Can an AI save the world from other AI’s in the span of 100 years? Vivy wants to know.
I’m going to get the two things that bothered me about this first episode of Vivy Fluorite Eye’s Song out of the way because I actually really enjoyed this premiere. It drew me right into the story by the end and honestly there’s a lot that they can do with their set up so I’m fairly optimistic going forward. Of course it could also all derail or fall apart but let’s start the season with a positive attitude.
Okay, the first thing that is kind of bothering me about Vivy: Fluorite Eye’s Song is the title. I cannot for the life of me figure out what that is supposed to mean. I get Vivy, given it is a name one character actually calls the AI singer who actually has the nick-name Diva and no official name at all because the law giving AIs names hasn’t passed yet… Anyway. The Song part also makes sense given she’s a singer.

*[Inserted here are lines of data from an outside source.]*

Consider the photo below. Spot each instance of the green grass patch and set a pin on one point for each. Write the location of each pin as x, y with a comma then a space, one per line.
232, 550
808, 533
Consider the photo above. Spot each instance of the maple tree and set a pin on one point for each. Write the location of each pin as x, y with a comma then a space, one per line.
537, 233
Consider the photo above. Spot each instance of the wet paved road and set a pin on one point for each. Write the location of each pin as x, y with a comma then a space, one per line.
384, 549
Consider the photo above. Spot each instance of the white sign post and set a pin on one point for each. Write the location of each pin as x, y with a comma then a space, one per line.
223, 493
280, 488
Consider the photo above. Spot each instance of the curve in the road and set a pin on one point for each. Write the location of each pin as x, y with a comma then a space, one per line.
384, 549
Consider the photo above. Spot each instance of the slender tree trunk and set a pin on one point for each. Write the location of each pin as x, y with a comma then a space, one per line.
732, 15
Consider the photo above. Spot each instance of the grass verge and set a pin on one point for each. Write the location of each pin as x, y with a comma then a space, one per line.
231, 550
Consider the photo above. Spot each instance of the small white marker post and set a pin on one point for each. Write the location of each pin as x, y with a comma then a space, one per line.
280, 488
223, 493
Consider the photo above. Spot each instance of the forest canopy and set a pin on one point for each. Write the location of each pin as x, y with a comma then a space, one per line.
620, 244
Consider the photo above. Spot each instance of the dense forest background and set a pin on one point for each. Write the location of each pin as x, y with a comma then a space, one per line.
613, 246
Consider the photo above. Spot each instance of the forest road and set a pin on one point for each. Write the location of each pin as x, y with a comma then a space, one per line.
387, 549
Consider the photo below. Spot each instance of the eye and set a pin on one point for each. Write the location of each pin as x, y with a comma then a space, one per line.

However, unless a Fluorite Eye ends up being something significant in the story that just isn’t mentioned in episode one, and I’m not sure what a fluorite eye would be unless it is just a reference to the colour of the girl’s eyes, and then that’s just awkward, I’m not really sure how it all comes together.

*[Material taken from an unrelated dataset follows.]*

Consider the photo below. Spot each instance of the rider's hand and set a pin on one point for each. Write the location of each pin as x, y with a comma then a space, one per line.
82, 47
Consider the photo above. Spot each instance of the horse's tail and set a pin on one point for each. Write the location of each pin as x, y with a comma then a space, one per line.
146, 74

The second thing that kind of bothered me about this anime is the same thing that kind of bugs me about any story that relies on time travel as the central gimmick. I just have to ask what the people in the future were thinking.
Honestly, Terminator is a great movie but rather than trying to save Sarah and John Connor, why not just send someone back to the year they first started developing computers and execute anyone working on electronics? Sure, the humanity wouldn’t develop along the same path but ultimately we wouldn’t create an artificial intelligence that decided to eradicate us and so one could count that a mission success.
Equally, why send a floating cube program back to Vivy to recruit her, a singing AI to save the future? I’m sure they’ll come up with some reason given they heavily implied the guy responsible knew Vivy, but ultimately if the goal is to stop the massacre we see at the start of this episode sending the same message and information back to the government of the time or literally anyone else, would probably be more successful than sending it to Vivy. Maybe it wouldn’t be as fun a story but it would absolutely make a lot more sense.
Now that I’m done being petty I will get onto the actual episode review.
From the very beginning, this episode definitely draws you in. We have this happy song about smiling and bringing people together being performed while over the top we’re hearing the sound of heavy footsteps, explosions, and so on. We cut between the stage performance and the rest of the park (I think) where humans are running or cowering and being mercilessly killed by the various automatons around them.
The juxtaposition of the song with the violence creates something that is perfectly horrific and it is solidly done. By the time we see this one injured guy desperately programming a futuristic looking computer to try to change the past the audience is pretty well drawn into this story.
We then cut to Vivy completing a performance to practically no audience and get some basic establishing dialogue between her, a human, and another machine which sets a bit of a scene and Vivy’s character. It’s a little roughly done but works and things rapidly improve after Vivy steps out for her next performance and falls off the stage.
We meet Matsumoto, who is technically a program but soon takes over a stuffed bear character so guess who is representing the mascot merchandising opportunity for this anime, and he essentially charges Vivy with helping to change the future of the world and to stop the massacre.
Despite both Vivy and Matsumoto being programs and having some odd ways of communicating at times, there is some real chemistry between them and Vivy’s constant attempts to make Matsumoto leave her alone and go away and his constant refusal to do so is actually pretty entertaining. They could have dragged it on longer and killed the amusement factor here but instead Matsumoto drops some future knowledge on Vivy and she moves to protect a human and in the process makes a small change to future events.
Basically, this episode moves through the set up in the future, establishes Vivy’s starting point, connects Vivy with Matsumoto and has a bit of a mission by the end of the episode and does it without feeling rushed. We just flow naturally from one point to the next and the audience is swept along for the ride. The great sound design for this anime probably helps with that.
While there’s a lot that could go wrong here, and they may very well end up just treading over the same tired plot points that we’ve seen in other movies and anime that have dealt with AI rights and future technology, but this first episode is solid and sets the stage for what might be a fairly entertaining story. Fortunately the second episode is already available so I’ll check that one out soon.
Images used for review from: Vivy: Fluorite Eye’s Song. Dir. S Ezaki. Wit Studio. 2021.